Department of Methodology and Statistics, University of Maastricht, The Netherlands.
Stat Med. 2012 Dec 10;31(28):3667-80. doi: 10.1002/sim.5424. Epub 2012 Jun 26.
Kappa-like agreement indexes are often used to assess the agreement among examiners on a categorical scale. They have the particularity of correcting the level of agreement for the effect of chance. In the present paper, we first define two agreement indexes belonging to this family in a hierarchical context. In particular, we consider the cases of a random and fixed set of examiners. Then, we develop a method to evaluate the influence of factors on these indexes. Agreement indexes are directly related to a set of covariates through a hierarchical model.

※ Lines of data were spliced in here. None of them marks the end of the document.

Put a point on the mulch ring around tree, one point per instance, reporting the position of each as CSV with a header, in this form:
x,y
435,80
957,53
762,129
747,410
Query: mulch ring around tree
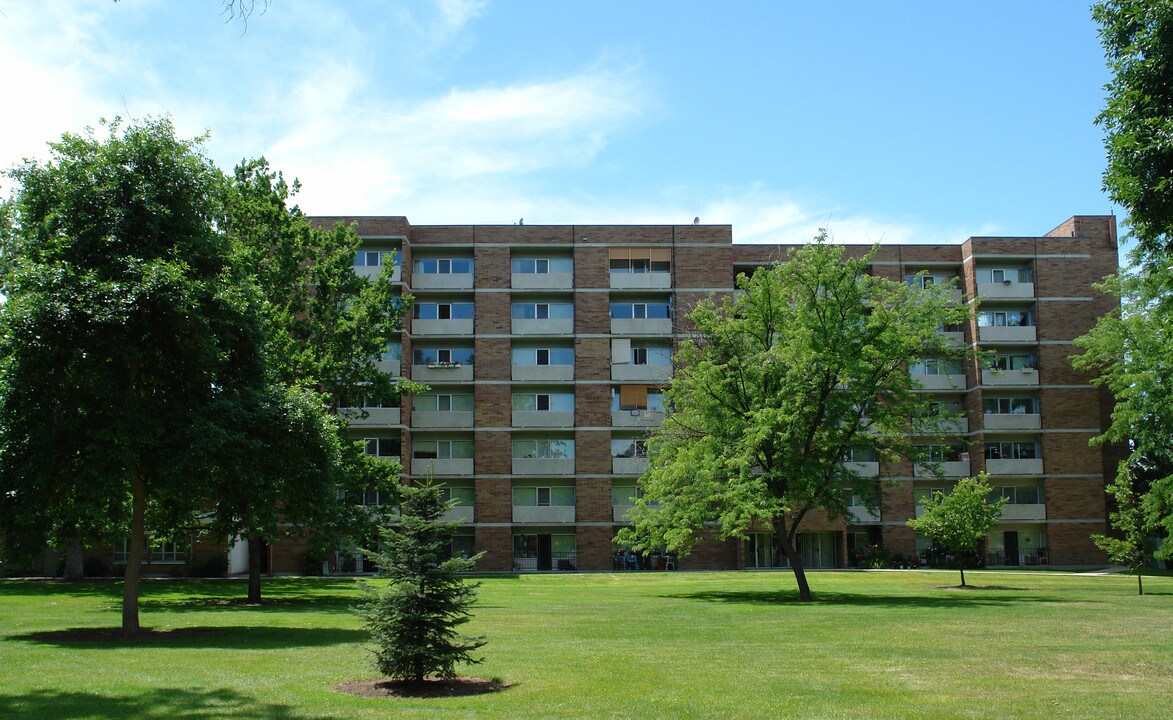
x,y
432,687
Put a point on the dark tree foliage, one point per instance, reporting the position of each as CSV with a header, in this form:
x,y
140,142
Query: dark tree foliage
x,y
413,619
126,335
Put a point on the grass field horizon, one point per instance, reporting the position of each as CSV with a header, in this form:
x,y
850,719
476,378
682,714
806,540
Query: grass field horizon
x,y
901,644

We obtain the posterior distribution of the model parameters in a Bayesian framework. We apply the proposed approach on dental data and compare it with the generalized estimating equations approach.
Kappa 相似性一致性指数常用于评估分类尺度上的评估者之间的一致性。它们具有校正一致性水平以消除偶然效应的特点。在本文中,我们首先在层次结构上下文中定义了属于这个家族的两个一致性指数。特别地,我们考虑了随机和固定的评估者集的情况。然后,我们开发了一种方法来评估这些指数的因素影响。一致性指数通过层次模型与一组协变量直接相关。我们在贝叶斯框架下获得模型参数的后验分布。我们将提出的方法应用于牙科数据,并将其与广义估计方程方法进行比较。